Гроза рассеялась: дождь капал с листьев, в то время как мокрая трава дымилась от солнца. Грифит провел несколько минут в состоянии философского столбняка, затем услышал собачий лай. Лай затих, немного погодя в кустах раздалось жаркое, жадное дыхание, и Грифит увидел красные языки собак, удержанных от немедленной с ним расправы ремнем, оттянутым железной рукой Якова Герда. Это был старик, напоминающий шкап, из верхней доски которого торчала вся заросшая бородою голова гиганта. Винтовку он держал дулом вперед.
Грифит встал.
– Я не ем куриного мяса, – сказал он. – Вы ошиблись и в тот раз и теперь. Я – вегетарианец.

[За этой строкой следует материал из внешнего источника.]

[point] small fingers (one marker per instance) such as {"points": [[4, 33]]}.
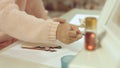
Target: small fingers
{"points": [[72, 34]]}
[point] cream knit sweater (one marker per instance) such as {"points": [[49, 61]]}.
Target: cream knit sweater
{"points": [[27, 20]]}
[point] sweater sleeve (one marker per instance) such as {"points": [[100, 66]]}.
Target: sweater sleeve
{"points": [[36, 8], [26, 27]]}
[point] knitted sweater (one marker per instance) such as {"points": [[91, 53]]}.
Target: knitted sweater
{"points": [[27, 20]]}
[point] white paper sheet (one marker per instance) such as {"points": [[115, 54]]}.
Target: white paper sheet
{"points": [[45, 57], [76, 19], [48, 58]]}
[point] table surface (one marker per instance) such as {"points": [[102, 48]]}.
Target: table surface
{"points": [[5, 59]]}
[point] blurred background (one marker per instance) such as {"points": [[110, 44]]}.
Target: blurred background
{"points": [[57, 8]]}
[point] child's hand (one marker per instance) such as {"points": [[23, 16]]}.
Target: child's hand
{"points": [[68, 33]]}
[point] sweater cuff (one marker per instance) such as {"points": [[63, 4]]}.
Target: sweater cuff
{"points": [[53, 29]]}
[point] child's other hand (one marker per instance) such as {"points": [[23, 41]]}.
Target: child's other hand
{"points": [[60, 20]]}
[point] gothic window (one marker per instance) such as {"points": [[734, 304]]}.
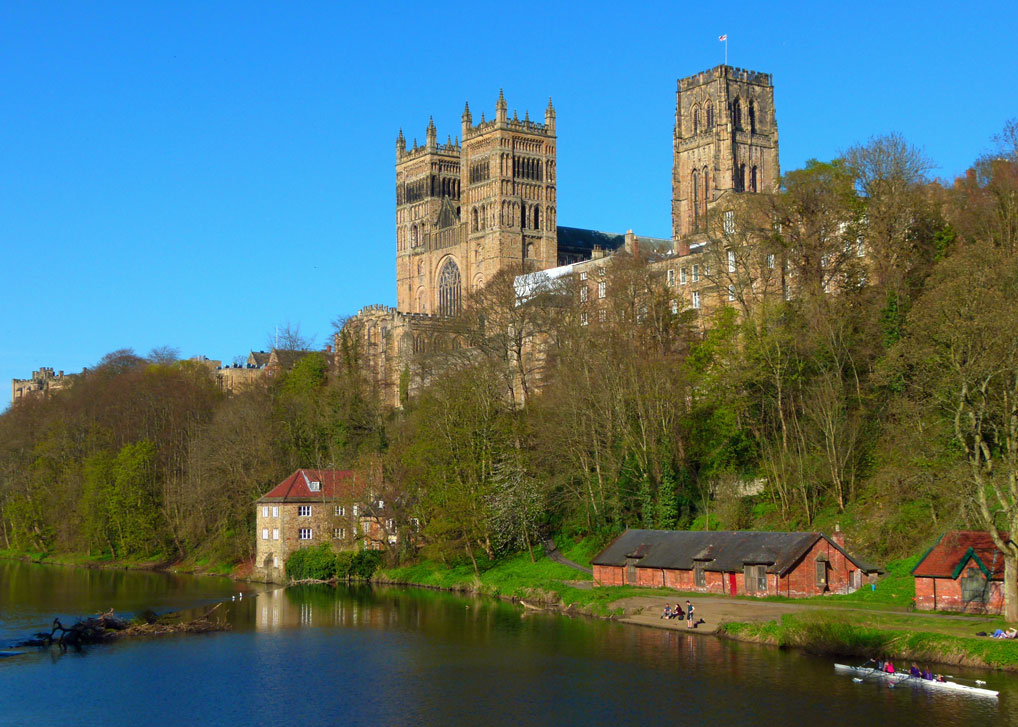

– Если я еще раз увижу тебя в этих местах, – сказал Герд, бычьим движением наклоняя голову, – ты при мне выкопаешь себе могилу. Что сделал тебе племянник? За что ты так оскорбил его?
– Мы поссорились, – угрюмо ответил Грифит, не сводя взгляда с собак. – Спор вышел из-за вопроса о…
– Ступай прочь, – перебил Герд, тряся за плечо бродягу. – Помни мои слова. Я пощадил тебя ради воскресенья. Но Визг и Лай быстро находят свежую дичь.
И он стоял, смотря вслед бродяге, пока его спина не скрылась в кустах.